25 mai 1968 à Lyon. Slogans, colère, CRS et lacrymo… Comme partout ailleurs en France, en ce beau mois de mai, la jeunesse lyonnaise s'est enflammée, exubérante, insolente et rieuse, à l'assaut de l'ordre établi, de la République fatiguée et du pouvoir en place. “La révolution est belle, le grand chambardement est en marche”, mais brutalement tout bascule : un commissaire de police écrasé par un camion fou lancé par les manifestants, et voilà le joli mois de mai qui s'endeuille, le drame qui s'invite à la fête et la révolte qui, soudain, a des allures de gueule de bois.

Reprenant les deux personnages de son précédent roman “Indocile” - Mila et Théo - auxquels vient s'adjoindre Delphine pour former le trio de ses “trois enfants du tumulte”, Yves Bichet revient sur les “événements” de mai 68 et mêle la fiction à l'histoire pour revisiter le bouillonnement des derniers jours d'effervescence, les ambiguïtés et les désillusions révolutionnaires, les excès, les saccages, les violences policières, les effrois du pouvoir, la répression et les manipulations politiques, dans un récit qui a les accents d'une épopée moderne.

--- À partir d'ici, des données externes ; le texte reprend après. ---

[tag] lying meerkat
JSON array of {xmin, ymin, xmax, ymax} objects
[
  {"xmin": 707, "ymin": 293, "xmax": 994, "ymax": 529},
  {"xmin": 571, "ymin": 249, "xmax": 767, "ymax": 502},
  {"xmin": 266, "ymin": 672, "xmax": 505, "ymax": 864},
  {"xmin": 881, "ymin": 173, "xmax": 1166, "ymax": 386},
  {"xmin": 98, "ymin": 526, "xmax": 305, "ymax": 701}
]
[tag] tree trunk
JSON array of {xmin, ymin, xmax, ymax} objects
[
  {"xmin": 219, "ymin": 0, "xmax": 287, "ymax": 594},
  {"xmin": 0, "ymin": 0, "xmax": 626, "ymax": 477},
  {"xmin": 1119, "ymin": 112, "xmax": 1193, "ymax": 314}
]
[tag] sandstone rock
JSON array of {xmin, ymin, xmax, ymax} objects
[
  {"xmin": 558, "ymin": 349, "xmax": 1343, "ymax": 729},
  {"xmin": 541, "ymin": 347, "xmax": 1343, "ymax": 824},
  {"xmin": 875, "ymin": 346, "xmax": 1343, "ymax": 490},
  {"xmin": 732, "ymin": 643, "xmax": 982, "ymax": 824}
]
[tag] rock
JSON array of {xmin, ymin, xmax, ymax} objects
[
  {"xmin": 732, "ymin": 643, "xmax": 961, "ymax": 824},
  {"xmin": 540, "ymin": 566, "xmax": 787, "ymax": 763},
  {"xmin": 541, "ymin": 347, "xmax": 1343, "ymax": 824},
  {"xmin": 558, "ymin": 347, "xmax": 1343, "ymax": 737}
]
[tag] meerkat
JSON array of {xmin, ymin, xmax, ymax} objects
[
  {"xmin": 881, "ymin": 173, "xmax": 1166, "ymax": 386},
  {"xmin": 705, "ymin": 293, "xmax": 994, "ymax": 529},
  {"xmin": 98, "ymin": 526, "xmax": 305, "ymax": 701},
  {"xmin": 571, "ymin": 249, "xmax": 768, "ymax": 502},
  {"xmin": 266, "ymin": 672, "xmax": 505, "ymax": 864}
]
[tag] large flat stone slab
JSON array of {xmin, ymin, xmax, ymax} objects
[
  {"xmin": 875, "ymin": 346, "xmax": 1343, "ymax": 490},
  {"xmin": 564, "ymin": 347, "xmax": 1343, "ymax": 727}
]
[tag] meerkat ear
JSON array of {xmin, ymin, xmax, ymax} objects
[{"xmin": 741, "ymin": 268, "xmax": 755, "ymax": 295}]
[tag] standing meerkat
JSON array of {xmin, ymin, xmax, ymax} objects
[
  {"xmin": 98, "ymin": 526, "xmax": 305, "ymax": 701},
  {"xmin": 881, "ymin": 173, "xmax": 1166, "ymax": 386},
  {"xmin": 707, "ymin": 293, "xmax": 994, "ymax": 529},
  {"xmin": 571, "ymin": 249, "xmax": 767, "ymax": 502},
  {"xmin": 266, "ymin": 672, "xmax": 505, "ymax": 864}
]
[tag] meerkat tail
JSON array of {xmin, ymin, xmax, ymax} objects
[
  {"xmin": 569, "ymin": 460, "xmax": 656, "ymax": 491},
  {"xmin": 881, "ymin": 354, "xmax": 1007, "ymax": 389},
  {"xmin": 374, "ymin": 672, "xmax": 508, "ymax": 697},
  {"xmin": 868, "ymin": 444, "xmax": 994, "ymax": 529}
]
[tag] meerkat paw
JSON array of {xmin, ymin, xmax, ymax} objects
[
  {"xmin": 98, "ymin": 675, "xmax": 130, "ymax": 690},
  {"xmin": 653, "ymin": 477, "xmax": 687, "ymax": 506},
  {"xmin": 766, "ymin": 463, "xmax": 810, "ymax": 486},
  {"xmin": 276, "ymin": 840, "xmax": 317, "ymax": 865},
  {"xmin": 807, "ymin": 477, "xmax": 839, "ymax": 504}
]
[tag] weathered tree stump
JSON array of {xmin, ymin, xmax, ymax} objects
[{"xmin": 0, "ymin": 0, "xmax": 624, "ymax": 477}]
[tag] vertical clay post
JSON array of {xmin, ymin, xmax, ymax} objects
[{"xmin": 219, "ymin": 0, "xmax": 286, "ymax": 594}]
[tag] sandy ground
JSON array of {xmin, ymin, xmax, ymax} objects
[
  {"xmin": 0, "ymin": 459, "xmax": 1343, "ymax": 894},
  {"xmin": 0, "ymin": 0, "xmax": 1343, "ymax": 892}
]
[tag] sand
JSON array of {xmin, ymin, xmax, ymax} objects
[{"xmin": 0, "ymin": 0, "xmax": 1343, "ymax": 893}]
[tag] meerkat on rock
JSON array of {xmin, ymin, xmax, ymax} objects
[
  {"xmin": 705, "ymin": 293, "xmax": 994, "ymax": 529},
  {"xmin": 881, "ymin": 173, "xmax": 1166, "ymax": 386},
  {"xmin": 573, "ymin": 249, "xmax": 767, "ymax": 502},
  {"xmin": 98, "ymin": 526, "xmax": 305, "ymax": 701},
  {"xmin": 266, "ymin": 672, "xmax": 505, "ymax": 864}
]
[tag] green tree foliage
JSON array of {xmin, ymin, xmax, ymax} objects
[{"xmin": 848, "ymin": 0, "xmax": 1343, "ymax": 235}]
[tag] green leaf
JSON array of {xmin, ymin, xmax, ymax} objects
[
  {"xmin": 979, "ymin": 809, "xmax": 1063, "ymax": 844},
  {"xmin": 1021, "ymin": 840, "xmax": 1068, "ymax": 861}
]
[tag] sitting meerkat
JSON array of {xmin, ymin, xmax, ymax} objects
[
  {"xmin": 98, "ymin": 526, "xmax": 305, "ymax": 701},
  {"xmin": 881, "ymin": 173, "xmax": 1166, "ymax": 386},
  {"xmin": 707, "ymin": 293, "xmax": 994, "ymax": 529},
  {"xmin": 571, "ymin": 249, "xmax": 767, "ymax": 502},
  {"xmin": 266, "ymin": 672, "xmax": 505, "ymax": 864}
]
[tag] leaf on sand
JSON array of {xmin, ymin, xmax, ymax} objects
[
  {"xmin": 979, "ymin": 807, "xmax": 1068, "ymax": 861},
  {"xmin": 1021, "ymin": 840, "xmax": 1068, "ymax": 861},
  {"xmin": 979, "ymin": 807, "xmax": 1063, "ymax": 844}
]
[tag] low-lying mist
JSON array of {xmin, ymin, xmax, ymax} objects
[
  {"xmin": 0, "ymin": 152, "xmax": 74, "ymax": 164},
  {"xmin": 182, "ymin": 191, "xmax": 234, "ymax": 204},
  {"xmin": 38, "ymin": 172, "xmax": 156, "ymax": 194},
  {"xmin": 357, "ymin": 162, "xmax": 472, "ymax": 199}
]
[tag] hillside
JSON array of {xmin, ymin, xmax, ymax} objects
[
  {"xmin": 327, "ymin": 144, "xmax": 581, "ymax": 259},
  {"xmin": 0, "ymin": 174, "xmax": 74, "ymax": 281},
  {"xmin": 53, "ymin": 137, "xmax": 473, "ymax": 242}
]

Roman de la liquidation de mai 68 et surtout roman de l'après, des lendemains désenchantés, des illusions perdues, des émotions qui s'exténuent, de l'amour qui se cherche et qui tangue, et des révolutions manquées qui finiront par se trahir dans l'aveuglement du terrorisme… “Trois enfants du tumulte” est le portrait mélancolique et sombre d'une génération et d'une époque qui croyaient encore aux promesses des idéaux révolutionnaires, aux vertus de la lutte, à la sincérité des engagements. Mais “la révolution part sur la pointe des pieds”. Et c'est la “fin de l'innocence, des heures chaudes et généreuses.” Seules subsisteront la violence et quelques vies manquées, dissoutes dans “la nostalgie du chaos”.

Les personnages sont bien campés, l'écriture est belle, le récit parfaitement documenté et l'analyse sociale et politique intelligente et fine. Je me suis passionnée pour ce roman original et bien construit que j'ai lu d'une traite avec beaucoup d'intérêt et de plaisir. Une réussite.